This study was conducted to assess PFAS use and unintentional contamination in paper, cardboard, and plant- based food packaging and tableware from 17 countries across Asia, Africa, Europe, Latin America and the Caribbean, and to contribute to the achievement of the universal ban of all PFAS internationally.
One hundred nineteen samples of food packaging were tested. The results showed that 64 of the samples (54%) contained PFAS, including fast-food packaging from major fast food chains.
PFAS are known to migrate from food packaging into food and consumption of food that was packed in PFAS-treated paper is associated with PFAS levels in human blood. The popularity of fast-food consumption, especially among youth, raises concerns regarding the contribution of food packaging to PFAS exposure during crucial times of development.
Viable alternatives to PFAS-treated paper and cardboard food contact materials exist and are already in use. Several samples from every tested product category in this study contained no PFAS.

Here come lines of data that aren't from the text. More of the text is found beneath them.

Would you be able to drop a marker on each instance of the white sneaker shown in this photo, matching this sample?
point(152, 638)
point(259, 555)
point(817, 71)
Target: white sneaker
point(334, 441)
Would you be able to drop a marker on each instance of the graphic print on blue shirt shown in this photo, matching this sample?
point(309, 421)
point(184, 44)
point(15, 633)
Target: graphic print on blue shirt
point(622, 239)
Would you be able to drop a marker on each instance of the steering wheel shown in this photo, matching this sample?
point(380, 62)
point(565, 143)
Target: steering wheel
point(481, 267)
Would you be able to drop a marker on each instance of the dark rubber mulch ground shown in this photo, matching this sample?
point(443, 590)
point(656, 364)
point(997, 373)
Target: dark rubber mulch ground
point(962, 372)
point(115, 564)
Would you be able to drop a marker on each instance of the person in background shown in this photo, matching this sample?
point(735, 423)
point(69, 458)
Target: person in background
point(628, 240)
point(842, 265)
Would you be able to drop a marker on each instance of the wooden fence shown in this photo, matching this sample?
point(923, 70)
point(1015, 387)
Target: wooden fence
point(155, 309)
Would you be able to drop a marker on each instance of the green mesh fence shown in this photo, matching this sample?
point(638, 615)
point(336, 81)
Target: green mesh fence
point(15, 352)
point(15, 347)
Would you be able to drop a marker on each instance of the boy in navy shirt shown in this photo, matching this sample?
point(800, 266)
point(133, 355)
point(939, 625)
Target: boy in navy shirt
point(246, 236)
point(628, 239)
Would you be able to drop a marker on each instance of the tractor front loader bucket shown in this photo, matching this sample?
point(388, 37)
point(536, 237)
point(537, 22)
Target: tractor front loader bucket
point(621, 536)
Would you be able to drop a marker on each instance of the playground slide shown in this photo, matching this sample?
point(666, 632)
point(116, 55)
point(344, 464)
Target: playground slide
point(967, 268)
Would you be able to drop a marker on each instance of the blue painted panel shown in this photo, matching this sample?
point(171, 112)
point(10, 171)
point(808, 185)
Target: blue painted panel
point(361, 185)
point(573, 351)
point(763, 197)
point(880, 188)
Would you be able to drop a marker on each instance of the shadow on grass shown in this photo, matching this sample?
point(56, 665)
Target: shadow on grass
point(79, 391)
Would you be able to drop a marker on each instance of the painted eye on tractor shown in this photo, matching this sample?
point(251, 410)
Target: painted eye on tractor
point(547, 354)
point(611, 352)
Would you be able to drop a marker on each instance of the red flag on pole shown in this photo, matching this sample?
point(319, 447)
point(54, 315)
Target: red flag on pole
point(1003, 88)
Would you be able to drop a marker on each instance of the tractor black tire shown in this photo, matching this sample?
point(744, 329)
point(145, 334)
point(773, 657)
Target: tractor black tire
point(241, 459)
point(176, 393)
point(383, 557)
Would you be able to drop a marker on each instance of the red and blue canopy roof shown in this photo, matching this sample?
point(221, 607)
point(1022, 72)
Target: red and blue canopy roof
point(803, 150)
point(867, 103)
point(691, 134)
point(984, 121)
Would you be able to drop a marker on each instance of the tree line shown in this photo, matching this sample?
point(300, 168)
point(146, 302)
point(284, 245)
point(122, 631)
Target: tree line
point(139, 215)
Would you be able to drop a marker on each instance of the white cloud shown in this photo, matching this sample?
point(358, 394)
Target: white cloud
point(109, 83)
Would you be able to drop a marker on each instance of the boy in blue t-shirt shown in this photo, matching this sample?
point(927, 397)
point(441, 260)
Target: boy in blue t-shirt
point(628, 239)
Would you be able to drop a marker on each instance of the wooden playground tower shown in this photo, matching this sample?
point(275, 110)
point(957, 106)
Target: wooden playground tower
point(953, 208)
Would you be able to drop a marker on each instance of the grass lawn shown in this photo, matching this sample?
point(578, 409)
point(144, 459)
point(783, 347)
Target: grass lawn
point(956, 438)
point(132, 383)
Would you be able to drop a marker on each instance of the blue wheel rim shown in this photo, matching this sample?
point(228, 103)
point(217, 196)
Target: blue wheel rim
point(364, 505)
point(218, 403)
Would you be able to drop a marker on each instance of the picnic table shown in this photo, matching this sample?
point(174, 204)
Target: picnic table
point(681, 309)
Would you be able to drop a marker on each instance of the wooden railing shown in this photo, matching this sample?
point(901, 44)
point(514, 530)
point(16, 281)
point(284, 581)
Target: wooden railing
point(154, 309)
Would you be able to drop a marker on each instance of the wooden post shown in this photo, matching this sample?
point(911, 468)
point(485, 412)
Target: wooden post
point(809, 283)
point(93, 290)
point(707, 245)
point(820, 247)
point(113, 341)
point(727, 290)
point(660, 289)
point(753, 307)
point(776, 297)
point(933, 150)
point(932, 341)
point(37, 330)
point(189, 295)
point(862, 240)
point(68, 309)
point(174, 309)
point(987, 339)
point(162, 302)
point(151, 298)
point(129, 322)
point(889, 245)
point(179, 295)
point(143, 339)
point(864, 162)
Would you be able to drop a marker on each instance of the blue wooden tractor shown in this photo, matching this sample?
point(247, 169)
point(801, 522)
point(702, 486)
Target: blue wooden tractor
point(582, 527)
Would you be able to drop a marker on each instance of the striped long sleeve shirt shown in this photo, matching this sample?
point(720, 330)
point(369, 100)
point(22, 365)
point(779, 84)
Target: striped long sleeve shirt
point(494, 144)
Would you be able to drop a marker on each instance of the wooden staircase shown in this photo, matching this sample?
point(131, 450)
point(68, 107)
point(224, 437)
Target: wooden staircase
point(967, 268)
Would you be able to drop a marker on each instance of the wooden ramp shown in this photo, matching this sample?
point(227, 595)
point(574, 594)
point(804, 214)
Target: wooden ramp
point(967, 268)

Setting legislative thresholds for a few small groups of PFAS is not sufficient to control these harmful substances in food packaging. Only a universal ban, including polymeric PFAS, can stop human exposure and release from food packaging.
Therefore, the most efficient control measure for reducing the release of PFAS into the environment and for avoiding hazardous (so-called “regrettable”) PFAS substitutes is to have a complete global ban by the Stockholm Convention and national governments.